What if “Gandy Dancer” is some kind of ancient phrase, murmured by the native nations, picked up by French voyageurs, bastardized, and passed down over the years? And what if it originally described some kind of dark forest creature, something that’s lived here far longer than any poor railroad worker?

Maybe this creature used a bizarre waltz-like gait as it stalked the forest.

And what if they’re still out there? Still watching. Silently waiting. And what if the Gandy Dancers don’t take well to people? Maybe sometimes we come too close, romp too far into their quiet woods. What happens then?

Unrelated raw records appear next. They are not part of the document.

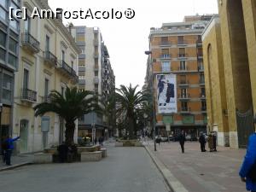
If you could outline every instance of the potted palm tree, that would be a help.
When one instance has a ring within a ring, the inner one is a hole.
[[[100,113],[101,108],[93,92],[79,91],[77,87],[67,87],[63,96],[56,90],[52,90],[49,95],[49,99],[36,105],[34,110],[35,116],[53,112],[62,118],[66,126],[65,143],[68,147],[73,147],[75,120],[92,111]]]

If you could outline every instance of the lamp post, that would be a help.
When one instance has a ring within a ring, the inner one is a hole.
[[[152,55],[152,51],[145,51],[145,54],[149,56],[149,55]],[[152,68],[152,75],[151,75],[151,84],[152,88],[150,89],[152,93],[152,106],[153,106],[153,131],[154,131],[154,151],[156,151],[156,143],[155,143],[155,113],[154,113],[154,72],[153,72],[153,61],[150,60],[151,68]]]

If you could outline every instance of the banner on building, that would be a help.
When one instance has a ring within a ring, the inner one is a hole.
[[[176,74],[156,75],[158,113],[176,113]]]

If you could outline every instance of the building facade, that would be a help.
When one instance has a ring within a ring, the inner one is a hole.
[[[152,87],[154,79],[157,134],[166,135],[170,126],[174,136],[183,130],[195,138],[201,131],[207,131],[201,34],[211,17],[187,16],[183,22],[164,23],[161,28],[151,28],[145,85]],[[156,95],[158,74],[176,74],[177,113],[159,113]]]
[[[34,7],[50,9],[46,0],[22,1],[22,6],[30,12]],[[80,50],[61,19],[20,20],[20,36],[13,133],[20,136],[17,150],[27,153],[63,142],[64,120],[54,113],[35,118],[33,107],[49,101],[50,90],[64,94],[67,86],[77,85]]]
[[[93,91],[105,103],[113,89],[114,90],[114,75],[100,29],[79,26],[71,26],[69,30],[82,50],[79,56],[79,90]],[[102,114],[85,114],[79,119],[79,135],[91,137],[95,128],[96,137],[108,136],[110,130],[107,121]]]
[[[219,17],[212,19],[203,33],[207,96],[212,102],[208,103],[209,126],[218,131],[219,144],[235,148],[246,147],[254,131],[255,6],[253,0],[219,1]],[[221,101],[214,103],[219,96]]]
[[[0,143],[12,135],[15,72],[19,69],[20,20],[9,20],[9,8],[20,8],[19,0],[0,1]]]

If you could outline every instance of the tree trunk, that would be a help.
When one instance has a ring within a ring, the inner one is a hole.
[[[66,143],[68,146],[72,146],[74,144],[73,143],[73,135],[74,135],[74,130],[75,130],[75,124],[73,121],[66,121],[66,131],[65,131],[65,139]]]

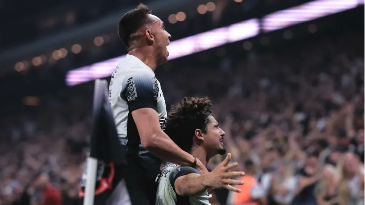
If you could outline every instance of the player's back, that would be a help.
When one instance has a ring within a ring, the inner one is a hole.
[[[189,171],[184,171],[184,169]],[[156,205],[210,205],[209,199],[212,197],[212,195],[208,194],[207,190],[190,196],[181,196],[176,193],[174,188],[175,180],[179,176],[190,173],[200,174],[197,170],[191,168],[167,163],[160,171],[156,178],[158,181],[158,188]]]
[[[163,126],[167,112],[160,83],[149,67],[136,57],[127,55],[112,74],[109,102],[119,141],[128,149],[125,176],[132,204],[154,204],[154,179],[161,161],[141,144],[132,113],[141,108],[153,109],[160,125]]]

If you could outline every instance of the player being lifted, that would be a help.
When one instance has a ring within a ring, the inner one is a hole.
[[[184,98],[172,107],[165,125],[165,132],[176,144],[206,166],[212,157],[226,152],[224,132],[212,115],[212,105],[208,98]],[[212,195],[207,190],[213,187],[240,192],[230,184],[243,182],[230,178],[245,173],[230,171],[238,165],[237,163],[228,165],[230,159],[228,153],[214,170],[205,174],[191,167],[168,163],[156,178],[159,184],[156,204],[210,205]]]

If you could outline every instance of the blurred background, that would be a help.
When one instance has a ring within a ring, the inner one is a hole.
[[[141,2],[172,36],[155,72],[168,110],[209,96],[268,204],[364,204],[363,0]],[[0,1],[0,205],[75,204],[93,80],[126,53],[117,22],[138,3]]]

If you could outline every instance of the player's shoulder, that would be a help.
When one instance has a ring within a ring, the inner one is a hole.
[[[189,173],[201,173],[198,170],[190,167],[178,167],[172,170],[170,174],[170,181],[172,184],[175,184],[175,181],[180,176],[182,176]]]
[[[154,72],[139,59],[130,55],[121,59],[117,67],[122,68],[128,73],[154,76]]]

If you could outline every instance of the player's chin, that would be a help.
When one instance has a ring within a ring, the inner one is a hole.
[[[227,150],[224,147],[218,149],[218,154],[219,154],[219,155],[224,155],[224,154],[225,154],[226,152],[227,152]]]

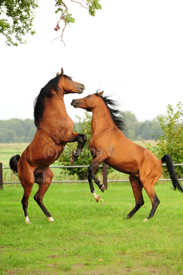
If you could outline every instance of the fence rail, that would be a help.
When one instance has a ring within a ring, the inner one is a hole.
[[[183,166],[183,163],[174,163],[174,166],[178,166],[180,165]],[[166,164],[162,164],[162,166],[166,166]],[[81,167],[88,167],[88,165],[75,165],[74,166],[51,166],[51,168],[79,168]],[[107,183],[109,182],[129,182],[129,179],[124,180],[108,180],[107,179],[107,167],[108,166],[104,163],[102,163],[102,165],[99,165],[99,167],[102,168],[103,180],[100,181],[101,182],[103,182],[105,186],[105,188],[107,189]],[[3,185],[5,184],[9,183],[20,183],[20,182],[5,182],[3,181],[2,170],[3,169],[10,169],[10,167],[4,167],[2,166],[2,163],[0,162],[0,189],[2,189]],[[183,178],[178,179],[179,181],[183,181]],[[159,180],[159,181],[171,181],[170,178],[160,178]],[[52,182],[88,182],[88,180],[83,181],[52,181]]]

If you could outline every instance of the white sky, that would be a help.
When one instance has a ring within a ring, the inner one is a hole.
[[[166,115],[168,104],[183,101],[183,2],[101,0],[94,17],[66,0],[76,22],[64,34],[54,27],[54,0],[40,0],[27,44],[9,47],[0,35],[0,119],[33,119],[33,103],[41,88],[61,72],[83,83],[81,94],[66,95],[69,115],[84,110],[70,105],[104,90],[139,121]]]

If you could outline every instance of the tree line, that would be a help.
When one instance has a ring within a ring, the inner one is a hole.
[[[140,122],[135,115],[131,112],[125,113],[127,124],[128,137],[131,140],[139,138],[148,140],[154,139],[152,135],[159,138],[162,134],[159,119]],[[81,124],[80,122],[80,124]],[[84,121],[83,122],[84,124]],[[76,122],[75,130],[80,132],[79,123]],[[83,125],[83,128],[84,125]],[[0,120],[0,143],[31,142],[36,132],[36,128],[33,119],[24,120],[13,118]]]

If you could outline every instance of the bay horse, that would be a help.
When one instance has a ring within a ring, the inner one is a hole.
[[[102,96],[103,92],[90,94],[80,99],[74,99],[71,105],[92,113],[91,123],[92,135],[89,143],[93,155],[92,163],[88,167],[88,179],[91,192],[98,202],[100,196],[96,194],[92,179],[103,192],[105,187],[101,185],[94,173],[102,162],[117,171],[129,175],[129,180],[135,200],[135,207],[126,217],[130,218],[143,205],[143,187],[152,204],[148,217],[152,218],[160,201],[154,190],[154,186],[162,173],[162,165],[165,162],[172,182],[174,190],[181,193],[183,189],[177,178],[171,157],[165,155],[159,160],[150,151],[129,139],[123,133],[126,123],[119,110],[109,107],[115,107],[115,101]]]
[[[30,223],[27,208],[28,200],[34,182],[39,185],[34,198],[50,222],[54,220],[42,202],[51,183],[53,174],[49,167],[63,152],[67,142],[77,141],[76,152],[73,152],[70,162],[73,164],[87,140],[86,136],[74,132],[74,123],[69,116],[63,97],[65,94],[81,94],[83,84],[60,74],[51,79],[42,88],[34,103],[34,117],[37,130],[31,143],[21,156],[16,155],[10,160],[9,166],[18,175],[24,189],[22,204],[27,223]]]

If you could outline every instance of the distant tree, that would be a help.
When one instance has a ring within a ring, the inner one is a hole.
[[[35,0],[0,0],[0,15],[3,16],[0,20],[0,34],[5,37],[7,45],[25,43],[22,37],[26,33],[35,33],[32,22],[34,10],[38,6]]]
[[[183,103],[179,102],[175,110],[169,104],[167,109],[167,115],[160,119],[163,133],[157,140],[157,153],[160,158],[170,155],[174,163],[183,163]],[[183,167],[176,170],[178,176],[183,178]]]
[[[157,142],[156,148],[150,144],[146,144],[148,149],[161,159],[165,155],[170,155],[174,163],[183,163],[183,103],[179,102],[175,110],[168,105],[167,114],[164,117],[160,118],[160,125],[163,134]],[[183,168],[180,166],[175,167],[178,176],[183,178]],[[166,167],[163,167],[165,176],[169,176]]]
[[[0,120],[0,142],[30,142],[36,130],[33,119]]]
[[[55,1],[56,9],[55,13],[58,13],[59,16],[55,30],[57,31],[60,29],[61,21],[64,23],[62,34],[57,38],[61,37],[61,41],[65,45],[63,39],[65,29],[67,24],[74,23],[75,20],[71,17],[72,14],[69,13],[65,2],[63,0]],[[92,16],[95,16],[96,10],[102,9],[99,4],[100,0],[86,0],[86,2],[82,0],[81,2],[70,1],[87,9],[89,14]],[[25,34],[30,33],[33,35],[35,33],[35,31],[32,30],[33,22],[35,9],[38,7],[38,0],[0,0],[0,15],[2,17],[0,19],[0,34],[5,37],[5,43],[7,45],[17,46],[19,43],[26,43],[26,41],[23,40]]]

Sure, I just made all that up, but there’s definitely some dispute over how the name evolved, and no one really knows if there ever was a Gandy Tool Company in Chicago. So why not dream a little?

I had dreams of strange adventure running through my head back when I invited my two closest friends up to my parent’s cabin for the weekend. The Gandy Dancer trail was fairly new, and I had the idea to walk it from Danbury to Webster just to see what happened along the way.

It was my last summer before high school, and maybe I had a feeling that things were about to change. I was yearning for some Goonies-esque shenanigans, some Stand By Me-style exploits. I wanted a little independence. I wanted to feel danger and overcome it.

Unfortunately, danger is in short supply between Danbury and Webster, Wisconsin. My dad dropped us off early in the morning with our backpacks and “supplies.” I can’t remember everything we brought, but I know we packed a lunch. I wanted to carry my pellet gun just in case, but my dad wouldn’t let me.

The old railroad corridor was long and pretty much straight. We were walking on a pale yellow line shooting off to the horizon, thick forest running along either side.

I had imagined an all-day journey complete with detours into the deep, dark forest, perhaps chasing a mysterious figure, perhaps finding a hidden treasure. But the most exciting thing we saw was some grey-haired lady out for her morning walk.

Also, there’s only seven miles of trail between Danbury and Webster. We were done by 10am.

But that’s OK. I was outside with my two best friends, ambling down a pathway forged 100 years ago by tired men who never had time for goofy daydreams and leisurely hikes. It’s a lucky picture to have stuck in your head.

I don’t take that memory – or that old railroad trail – for granted.